In Re Baker

FERREN, Associate Judge,

concurring:

As I understand the opinion for the court, we first conclude — contrary to the opinion of the Committee on Admissions— that D.C.App.R. 46(c)(3)(i) no longer requires an applicant for admission to our bar without examination to demonstrate that he or she has been engaged in the active practice of law in another jurisdiction for the five years immediately preceding the application. The applicant has to show only that he or she has been “an active member in good standing” of the bar of another jurisdiction for that five year period, without regard to how much legal practice the applicant has actually conducted in that state. We also conclude that our rule, as thus interpreted, is not constitutionally infirm.

Next, we assume for the sake of argument that the Committee’s inquiry into the extent of Baker’s practice of law in Geor*686gia — which was material to his admission here under the Committee’s good faith understanding of the rule — was also material to the issue of Baker’s “good moral character” under Rule 46(d), even though we hold that the Committee’s inquiry itself was legally irrelevant under Rule 46(e)(3)(i).

Finally, although we defer to the Committee’s findings that Baker lacked candor and was evasive as to certain questions and tax returns germane to understanding his practice of law in Georgia, we conclude as a matter of law that Baker satisfied his burden of proving good moral character because he was honest and forthright enough for the Committee to find rather easily that he had not actively practiced law for five years in Georgia (and because there was no other negative information). In other words, Baker’s waffling on part of the inquiry was legally insignificant when compared to his candid admissions that made clear he could not meet an active practice requirement.

I write separately for two reasons. First, I would hold, not merely assume for argument’s sake, that the Committee’s good faith inquiry into the extent of Baker’s Georgia practice was material to the issue of his good moral character even though, as it turned out, the extent of Baker’s Georgia practice was legally irrelevant to his admission to the District of Columbia bar under Rule 46(c)(3)(i). The Committee’s interpretation of the rule, based in part on constitutional concerns, was not frivolous or ill-intentioned. Under such circumstances, I believe we should not leave any room for doubt: an applicant’s lack of candor or evasiveness cannot be excused merely because a question by the Committee on Admissions, asked in good faith without objection, turns out to be legally irrelevant. The situation would be different, of course, if an applicant objected and refused to answer a question because of an expressly stated intent to test the legality of a particular admissions requirement.

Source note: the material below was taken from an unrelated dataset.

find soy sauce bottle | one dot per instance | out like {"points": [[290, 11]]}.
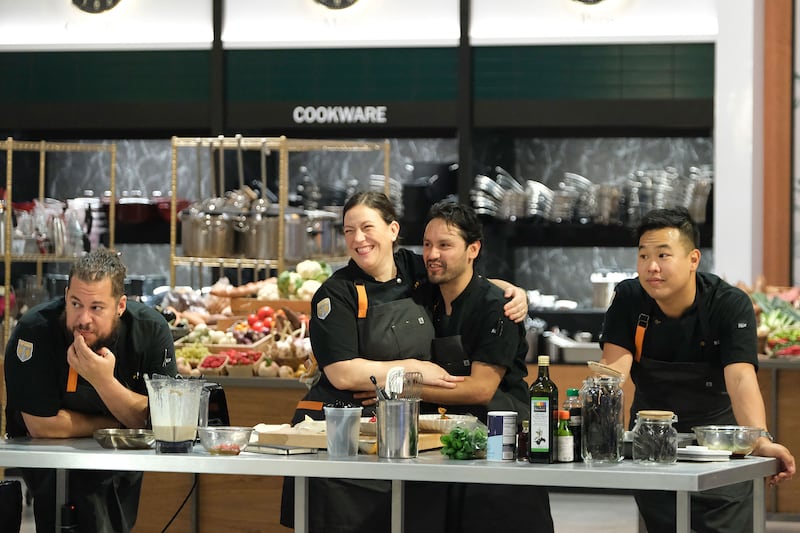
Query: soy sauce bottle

Second, because we must accept Committee fact-finding supported by the record and must afford the Committee’s recommendation “some deference," In re Man-ville, 494 A.2d 1289, 1293 (D.C.1985), I am troubled about overriding the Committee’s conclusion that Baker lacked candor and was evasive to the point that he failed to carry his burden to prove good moral character. The Committee observed Baker in person on at least two occasions; our perception is limited to a written transcript. Furthermore, there was no dissenting vote in the Committee’s recommendation to deny Baker admission to our bar. Nonetheless, having read the transcript of Baker’s formal hearing several times, I am prepared to vote for his admission. His rambling, confusing responses do not suggest to me lapses of character as much as they reflect a sheer inability to communicate. I am satisfied that on this record we would be acting arbitrarily if we were to deny Baker admission — a decision that “remains for this court,” not the committee, “to make.” Id.